The statistics for reusable pallet and container loss can be looked at as bad and inevitable, or as a huge opportunity for supply chain cost reduction. This is a call to action.
If your company is suffering from serious loss or theft of reusables, it just might misguidedly find some solace in knowing it isn’t alone. Pallet and container loss numbers can be staggering for some companies, and for several industries overall.
For example, at the 2015 Reusable Packaging Forum held in Chicago, attendees at this Reusable Packaging Association event listened to some sobering numbers related the often frustrating challenge of reusable asset loss.
- The cost of replacing “lost” reusable packaging and pallets in the North American auto industry is around $750 million per year, according to a 2010 survey by the Auto Industry Action Group.
- The U.S. Postal Service experiences a loss of about 20 percent of its pallets annually.
- The automotive sector loses roughly 15 to 20 percent of its pallets and lids annually, according to Deloitte.
- Prior to rolling out RFID, Mission Foods, a leading taco and salsa producer, was losing 100 percent of its reusable containers each year, costing the company around $3.5 million for replacement.
- In total, plastic pallet and container loss within the U.S. registers between $800 million and $1.5 billion annually.
Additionally, losses are substantial in other sectors as well:
- Beer keg losses total over $52 million each year in the U.S.
- According to a Rehrig Pacific white paper, milk crate losses amount to between $80 to $100 million annually. From the same report, commercial bakeries have an annual loss rate of about 30 percent of their plastic containers.
But What About Indirect Costs?
While the costs identified above relate to container and pallet replacement, there are also significant negative impacts associated with the loss of reusable containers, which in some applications can quickly outweigh the direct cost of asset replacement. Consider the following potential pain points:
- Reusable container shortage can disrupt production, causing expensive downtime and downstream ripple effects.
- Reusable container shortage can delay order processing and delivery, resulting in increased labor for assembly and shipping at the warehouse and stocking at stores, additional freight charges, and potentially lost sales at retail.
- Reusables shortage can require the emergency purchase of expendable packaging, as well as related inefficiencies in terms of product damage, extra handling, downstream incompatibilities, solid waste generation, degraded worker safety, and so on.
- The risk of reusable container shortage can cause companies to increase their pool to a larger size than should be necessary to ensure they do not run out.

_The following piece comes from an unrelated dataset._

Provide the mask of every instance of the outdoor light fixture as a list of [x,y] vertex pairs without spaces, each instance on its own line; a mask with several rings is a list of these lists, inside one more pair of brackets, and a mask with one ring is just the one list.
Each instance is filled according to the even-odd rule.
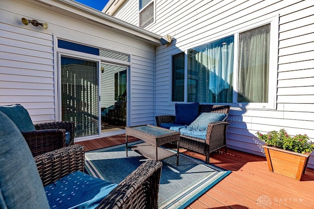
[[27,20],[26,18],[23,18],[22,19],[22,22],[25,25],[28,25],[28,23],[30,23],[31,24],[34,26],[36,26],[36,27],[38,25],[41,25],[43,26],[44,29],[47,29],[48,28],[48,24],[46,23],[39,23],[38,21],[35,20]]
[[169,44],[172,41],[172,37],[170,35],[167,35],[160,39],[160,42],[162,45]]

In the final analysis, leakage through theft, neglect or other organizational gaps can negatively impact the effectiveness of otherwise amazing successful reusable packaging applications. With all due respect, however, when I hear about such losses, I just get excited. Sure I feel horrified by the problem, but I, like many practitioners in the field, am absolutely ecstatic about the opportunity to guide you toward plugging those leaks and providing you with the tools to deliver significant bottom line savings to your company.
The thing is this – I am passionate about reusables and the powerful positive impact they can provide to logistical systems. The costs of leakage such as those listed earlier undoubtedly deter some companies from choosing to start or to expand their deployment of an otherwise financially and environmentally attractive supply chain best practice.
The key point in all of the above is that such losses do not have to inevitable, and they should not be dismissed as simply a cost of doing business. If your operation is like most others, it can take a few simple steps towards curbing unnecessary costs and unleashing the amazing potential of reusable pallet and packaging systems. In the near future, we will circle back to explore such opportunities in more detail. Thanks for reading.